Bei uns wurden andererseits auch weniger Ressourcen verbraucht als in der Kontrollgruppe, zum Beispiel wurden weniger Bildgebungsverfahren durchgeführt. Und es waren weniger Hospitalisierungen notwendig. Auch, wenn die beiden letztgenannten Vorteile nicht signifikant waren, verbessern sie in der Summe aller Faktoren dennoch die Kosteneffizienz.
Übrigens decken sich unsere Ergebnisse mit denen von Kollegen aus den USA: von einer Arbeitsgruppe um David Veroff aus Boston. Wir haben deren Studiendesign und Analysemethodik 1:1 repliziert. Dort konnte zusätzlich noch gezeigt werden, dass Patienten und Ärzte sich mit SDM häufiger trauen, keinen Eingriff beziehungsweise die jeweils konservativere Option zu wählen: zum Beispiel Krankengymnastik statt Bandscheiben-OP – bei gleichen oder besseren Behandlungsergebnissen.
Auch eine solche Reduktion von Übertherapie senkt natürlich die Kosten. Zurzeit führen wir auch mit unseren Daten solche Analysen durch. Die bisher untersuchten Daten weisen ebenfalls auf eine Entwicklung zugunsten weniger intensiver und damit meist auch kostengünstigerer Eingriffe hin.
In welcher Weise sind die Erkenntnisse aus Ihrem Projekt bis jetzt Teil der Patientenversorgung in Deutschland geworden?
Bei uns am UKSH am Campus Kiel versorgen wir derzeit jährlich 130.000 Fälle mit SDM, Tendenz steigend.
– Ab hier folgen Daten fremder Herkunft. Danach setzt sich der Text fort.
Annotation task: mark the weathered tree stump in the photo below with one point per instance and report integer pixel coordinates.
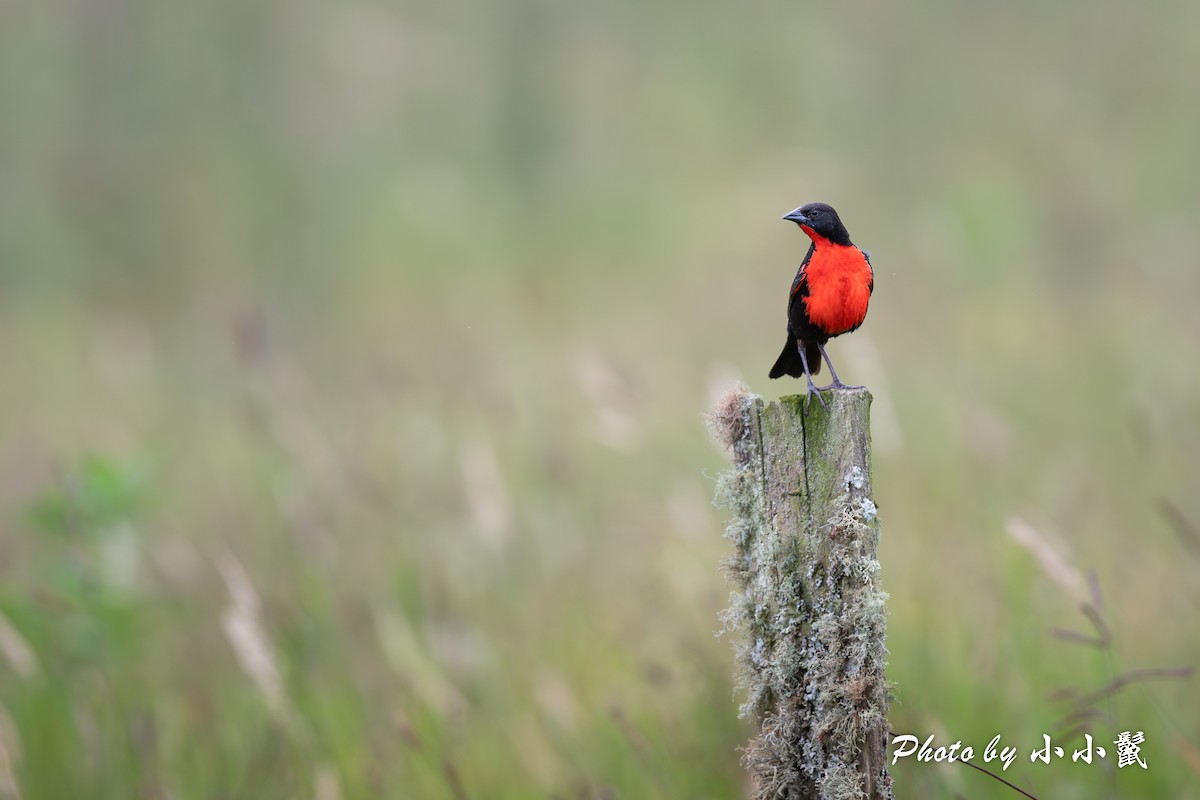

Unsere Kliniken bieten kontinuierlich SDM-Trainings für das ärztliche und pflegerische Personal an und lassen sich jährlich auditieren, um das Share-to-Care-Zertifikat zu erneuern. Damit können sie sowohl den Patientinnen und Patienten als auch den Fachkräften auf dem Arbeitsmarkt signalisieren, dass Patientenzentrierung im UKSH großgeschrieben wird.
Außerhalb des UKSH wird das Kieler Modell derzeit in sechs bayerischen Unikliniken eingeführt sowie im Helios Klinikum Schleswig und im Malteser St. Franziskus-Hospital in Flensburg. Es folgen die Unikliniken in Hamburg und Aachen. Auch in Spanien, Dänemark und Norwegen wird die Methodik adaptiert. Ein wesentlicher Schritt fehlt jedoch noch, um SDM flächendeckend implementieren zu können.
In Kiel fördern Krankenkassen das Modell, indem sie ein Zusatzentgelt für jeden Patienten zahlen, der in einer Klinik mit Share-to-Care-Zertifikat behandelt wird. Das lohnt sich auch betriebswirtschaftlich, weil sie pro Patient mehr Geld einsparen, als sie investieren. Damit können wir weiterhin auch neue Kollegen trainieren sowie die Entscheidungshilfen updaten.
In Kiel ist SDM damit nachhaltig implementiert. Für den Rest des Landes ist die Finanzierung von SDM jedoch bis heute nicht gesichert, obwohl der Gemeinsame Bundesausschuss und auch die Bundesärztekammer und die Regierungskommission Krankenhaus eine Überführung in die Regelversorgung empfohlen haben.
Deshalb ist jetzt der Gesetzgeber gefragt. Er könnte das Kieler Modell mit einer Ergänzung des Krankenhausentgeltgesetzes auch allen anderen Häusern zugänglich machen. Die Krankenkassen wünschen sich genau das wegen der Vorteile von SDM.
Alternativ könnte das mit der Krankenhausreform vorgesehene Vorhaltebudget in allen Kliniken mit Share-to-Care-Zertifikat angehoben werden. Das hat die Regierungskommission vorgeschlagen. Beide Wege funktionieren. Es muss nur passieren. Ab dann wird sich SDM von ganz allein in Deutschland ausbreiten: Wir haben bereits 200 Krankenhäuser auf der Warteliste, die für eine Übernahme des Kieler Modells bereitstehen.
Wie groß ist aus Ihrer Sicht der Einfluss, den der Innovationsfonds auf die Verbesserung der Versorgungsqualität in Deutschland hat?
Das Potenzial ist sehr groß. Meine ausländischen Kolleginnen und Kollegen schauen sehnsüchtig auf Deutschland, wo es durch den Innovationsfonds möglich ist, neue Versorgungsmodelle auch im großen Maßstab zu erproben und wo ein Mechanismus für die Überführung in die Regelversorgung zumindest vorgezeichnet ist. Dadurch hat man eine empirisch fundierte Argumentationsbasis, die dann nicht mehr wegzudiskutieren ist. Aber unser Beispiel zeigt: Am Ende muss die Politik den Prozess noch vollenden.